Tuesday, September 13, 2011
I've recently returned to being active here on SP after a summer of just popping in on ocassion due to a number of things - it started with computer problems and then life simply got way too busy, or so I thought at least. Being without a computer for several weeks and forced to be off-line was a mixed blessing. I accomplished a lot of "real-life" stuff that I'd been neglecting (yep, things like cleaning my house, lol) and spent a lot more time outdoors. I read a lot more books than I usually do, and spent more time with my husband. It was good for me in so many ways. But of course, there was a downside...I wasn't logging in here and staying accountable and I'd had to drop out of the team challenges that were helping me to stay on track with my eating and exercise. I did okay for the first month or so, but then I started eating more, or at least not being as careful of WHAT I ate. I eventually stopped walking as often and as far. And the pounds very slowly started to re-appear. Thankfully, the ONE habit I'm fanatical about is weighing myself every morning and I quickly realized I had some serious choices to make.

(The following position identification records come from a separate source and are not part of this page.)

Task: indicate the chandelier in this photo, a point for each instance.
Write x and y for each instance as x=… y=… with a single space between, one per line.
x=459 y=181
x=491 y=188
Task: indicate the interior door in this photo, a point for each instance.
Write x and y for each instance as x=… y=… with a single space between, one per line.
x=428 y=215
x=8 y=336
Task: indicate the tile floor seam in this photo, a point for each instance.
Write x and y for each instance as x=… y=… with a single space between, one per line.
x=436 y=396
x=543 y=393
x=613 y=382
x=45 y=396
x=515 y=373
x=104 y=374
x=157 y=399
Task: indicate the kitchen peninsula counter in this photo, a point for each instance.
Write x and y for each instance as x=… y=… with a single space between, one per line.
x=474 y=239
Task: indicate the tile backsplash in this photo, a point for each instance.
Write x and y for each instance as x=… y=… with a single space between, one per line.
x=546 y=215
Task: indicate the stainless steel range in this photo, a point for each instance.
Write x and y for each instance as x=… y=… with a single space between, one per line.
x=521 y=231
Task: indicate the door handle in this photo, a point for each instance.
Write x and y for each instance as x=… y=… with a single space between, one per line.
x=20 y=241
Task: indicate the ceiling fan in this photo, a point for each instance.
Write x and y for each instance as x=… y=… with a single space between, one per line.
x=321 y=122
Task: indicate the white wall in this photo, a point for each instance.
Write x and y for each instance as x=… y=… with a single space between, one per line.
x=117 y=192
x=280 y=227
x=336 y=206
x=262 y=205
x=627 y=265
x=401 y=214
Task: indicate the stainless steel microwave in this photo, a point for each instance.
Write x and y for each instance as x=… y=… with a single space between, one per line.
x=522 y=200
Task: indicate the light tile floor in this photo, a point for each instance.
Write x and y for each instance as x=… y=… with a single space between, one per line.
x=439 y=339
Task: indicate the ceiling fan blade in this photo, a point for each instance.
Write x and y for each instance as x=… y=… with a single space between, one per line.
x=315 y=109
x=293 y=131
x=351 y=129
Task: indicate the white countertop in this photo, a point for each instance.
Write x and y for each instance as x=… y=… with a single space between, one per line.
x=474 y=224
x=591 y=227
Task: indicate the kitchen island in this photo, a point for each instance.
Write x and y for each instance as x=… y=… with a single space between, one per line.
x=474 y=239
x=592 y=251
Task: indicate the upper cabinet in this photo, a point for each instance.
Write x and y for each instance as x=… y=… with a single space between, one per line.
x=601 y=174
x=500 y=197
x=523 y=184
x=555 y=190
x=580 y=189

Did I really want to lose the rest of the weight I'd vowed to get rid of - or was I going to just go back to the way I'd lived my life for years and years - eating whatever I'd wanted and being happy to say "my weight doesn't matter" or "my husband loves me no matter what" or "God looks at the inside, not at my weight"?? Did I mean what I said when I picked my user name here of "neverornow"? Was I ready to just give up and be obese the rest of my life, taking my chances on becoming diabetic, having heart problems, and so on? Did I WANT to be thin and fit or NOT??
I turned 62 this week and it truly is a matter of now or never, just as it was when I joined SP not quite a year ago. I've spent too much of my life just "going with the flow", trying to please others, not taking care of my own needs.
I DO need to balance my time here at SP with other things that also matter, but that's a struggle we all face at one time or another, isn't it? If there's one thing I've learned the past few months, it's that being active here on SP is important to my physical and mental well-being. And it IS a priority because if I don't take care of ME, I won't be of much good to anyone else, either. Thankfully, my husband is very supportive of my weightloss and fitness efforts.
Failure is NOT an option, and it never will be again. I've lost over 50 lbs and I feel better than I have in years and I know that I'll feel even healthier after I lose another 35 or so.